Hello, dear friend, you can consult us at any time if you have any questions, add WeChat: THEend8_
CS 124 Project 5
Due on Gradescope by Wednesday, May 5th
For this project, you will hash the 1000+ objects from your data set. You will experiment to see
what size hash table, collision detection algorithm, hash function, and key work best for your
data.
Implement
- You should have your 1000+ objects stored in a vector.
- Insert your objects into two hash tables:
1) One with separate chaining.
2) One with non-linear probing. You can choose quadratic probing, exponential probing, or
double hashing. I recommend that you make a copy of the LinearProbing class and modify it.
- Calculations for each hash table:
a) Record the number of hash elements you look at (read) for each insertion. What is the
maximum and average number of reads?
b) Create four more hash tables of varying sizes (all of which should be greater than the size
of your data set) and see what happens to the number of reads you record. Your program
should create five separate chaining and five probing hash tables. For the probing hash
tables, what is the size after inserting all of your elements? Which hash table size is best for
the data set?
c) For separate chaining and probing, create a hash table with a different hash function, a
hash table with a different getKey function, and a hash table with both functions changed. You
should use the table size that is best for your data set, as determined in the previous part.

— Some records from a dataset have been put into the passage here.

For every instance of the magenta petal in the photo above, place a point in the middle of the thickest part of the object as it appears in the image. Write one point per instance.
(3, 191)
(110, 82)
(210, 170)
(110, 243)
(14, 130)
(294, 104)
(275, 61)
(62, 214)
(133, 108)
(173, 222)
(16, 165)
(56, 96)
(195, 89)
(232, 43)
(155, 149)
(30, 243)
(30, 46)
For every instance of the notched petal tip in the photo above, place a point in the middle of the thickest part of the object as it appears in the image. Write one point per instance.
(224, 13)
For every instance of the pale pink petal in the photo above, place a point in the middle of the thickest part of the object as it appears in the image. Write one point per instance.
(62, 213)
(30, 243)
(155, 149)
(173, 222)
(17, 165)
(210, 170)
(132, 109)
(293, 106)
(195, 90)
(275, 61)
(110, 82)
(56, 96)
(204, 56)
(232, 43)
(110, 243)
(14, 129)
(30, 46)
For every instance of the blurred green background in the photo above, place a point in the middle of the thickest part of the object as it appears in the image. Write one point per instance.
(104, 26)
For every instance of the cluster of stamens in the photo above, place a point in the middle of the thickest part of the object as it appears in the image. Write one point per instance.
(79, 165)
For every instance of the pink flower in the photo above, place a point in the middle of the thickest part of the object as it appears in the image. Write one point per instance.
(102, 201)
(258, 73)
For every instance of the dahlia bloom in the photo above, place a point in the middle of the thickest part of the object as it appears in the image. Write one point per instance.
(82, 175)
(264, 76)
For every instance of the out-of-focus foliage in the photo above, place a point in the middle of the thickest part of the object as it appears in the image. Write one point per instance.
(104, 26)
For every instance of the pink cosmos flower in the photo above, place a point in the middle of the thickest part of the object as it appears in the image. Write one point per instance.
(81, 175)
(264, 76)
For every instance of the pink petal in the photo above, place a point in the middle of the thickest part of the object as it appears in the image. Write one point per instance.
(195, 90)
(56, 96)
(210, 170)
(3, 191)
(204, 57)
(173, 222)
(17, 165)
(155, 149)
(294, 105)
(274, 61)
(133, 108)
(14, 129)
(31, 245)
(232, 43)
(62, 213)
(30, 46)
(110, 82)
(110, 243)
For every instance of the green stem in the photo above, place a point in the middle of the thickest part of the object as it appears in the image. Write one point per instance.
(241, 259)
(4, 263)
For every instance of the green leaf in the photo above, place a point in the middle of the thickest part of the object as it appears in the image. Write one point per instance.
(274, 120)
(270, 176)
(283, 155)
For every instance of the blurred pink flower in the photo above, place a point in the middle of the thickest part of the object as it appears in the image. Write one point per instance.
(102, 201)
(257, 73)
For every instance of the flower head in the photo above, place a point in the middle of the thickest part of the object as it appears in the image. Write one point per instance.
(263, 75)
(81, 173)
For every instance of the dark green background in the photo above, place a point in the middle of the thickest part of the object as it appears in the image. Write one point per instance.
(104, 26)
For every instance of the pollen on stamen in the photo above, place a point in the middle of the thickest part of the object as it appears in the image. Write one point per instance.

See what happens to the numbers of reads you record. What is the effect on the placement of
elements in the hash table? Which hash/getKey combination is best for your data set?
d) Consider how removing and searching compares with inserting, in terms of number of
hash elements read. Would they read more, less, or the same?
e) Include graphs of your read data and answers to all of the above questions in your report.
- How often would each of the three operations (inserting, removing, searching) typically be
used with your data set? Which hash collision method works best for your data set? Why?
Include answers to these questions in your report.
- You must submit your .cpp and header file(s), your data file(s), and your report. Your source
files should include file output of all the read counts collected from the prompts above. Your
report must be submitted in PDF format.
Extra Credit
For up to 10 points extra credit (at the grader’s discretion), you can:
- Use timers to see how long it takes you to insert/find elements in the hash tables.
- Compare those times with the time it takes to insert/find elements stored in other data
structures (e.g. an unsorted vector, a sorted vector, a binary search tree, an AVL tree, a splay
tree, a heap, etc.) The more structures you include, the better!
Grading
The project is out of 80 points.
5 pts Program compiles and runs.
5 pts Code style. Readable, naming style is consistent, comments where appropriate.
5 pts Hashed at least 1000 objects using separate chaining.
15 pts Hashed at least 1000 objects using non-linear probing.
5 pts Used at least 5 different hash table sizes, as specified above.
15 pts Used two hash functions and getKey functions, as specified above.
10 pts Recorded the number of reads for each type of hashing.
15 pts Analyzed the results and wrote about everything outlined above.
5 pts Report: professional, grammatically correct, cites sources.